Lacrima was a grape I had not heard of before,  but the word immediately reminded me of ‘Lacrimosa’, the latin word for ‘weeping’  whichI knew thanks to Mozart and his K626 Requiem in D minor- a haunting and lovely piece of music. Tangent aside, I did a little research and learned that in Italian, ‘lacrima’ literally translates to ‘tear’ primarily due to the tear-shape  of the grape,  as well as the thin-skinned nature of the grape which allows juice to leak out and ‘cry’ from the bottom of the grape at maturity. This unusual grape is only found in the Marches area of Italy (near the calf of the boot, if you will) and Lacrima is considered best when enjoyed young. 

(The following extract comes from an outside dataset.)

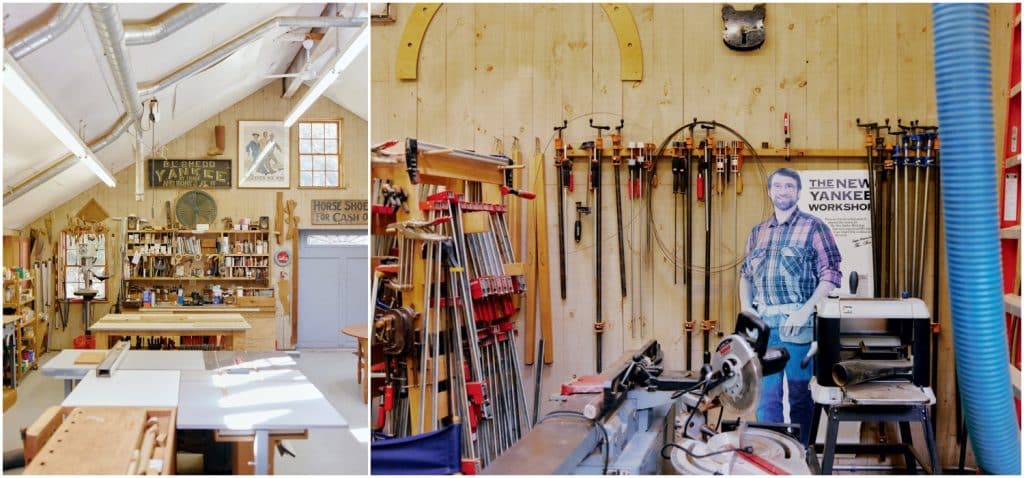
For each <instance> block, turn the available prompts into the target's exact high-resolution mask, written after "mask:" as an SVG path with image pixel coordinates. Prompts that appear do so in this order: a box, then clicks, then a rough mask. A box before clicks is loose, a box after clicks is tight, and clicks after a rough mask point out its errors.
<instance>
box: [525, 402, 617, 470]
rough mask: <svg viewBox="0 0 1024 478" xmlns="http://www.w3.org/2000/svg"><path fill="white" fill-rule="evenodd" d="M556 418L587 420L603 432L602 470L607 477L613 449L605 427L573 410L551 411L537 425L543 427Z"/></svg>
mask: <svg viewBox="0 0 1024 478" xmlns="http://www.w3.org/2000/svg"><path fill="white" fill-rule="evenodd" d="M554 418H573V419H583V420H586V421H588V422H590V423H591V425H593V426H594V427H595V428H597V429H598V430H601V434H602V435H604V468H603V469H602V470H601V474H602V475H607V474H608V457H610V455H611V449H610V446H611V440H609V439H608V431H607V430H605V429H604V425H601V424H600V423H599V422H598V421H596V420H590V419H588V418H587V417H586V416H585V415H583V414H581V412H579V411H572V410H554V411H550V412H548V415H545V416H544V418H543V419H541V420H539V421H538V422H537V425H541V424H542V423H544V421H545V420H548V419H554Z"/></svg>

I picked this up from Astor Wine as part of their  10 Wines under $10 and waited for a night that I was cooking Italian food to taste it. While it paired beautifully with gnocchi and tomato sauce, it would pair equally well with light meats, cheeses, salmon and similar fare. I’ll keep my eye out for wines made with lacrima in the future, especially at this price tag.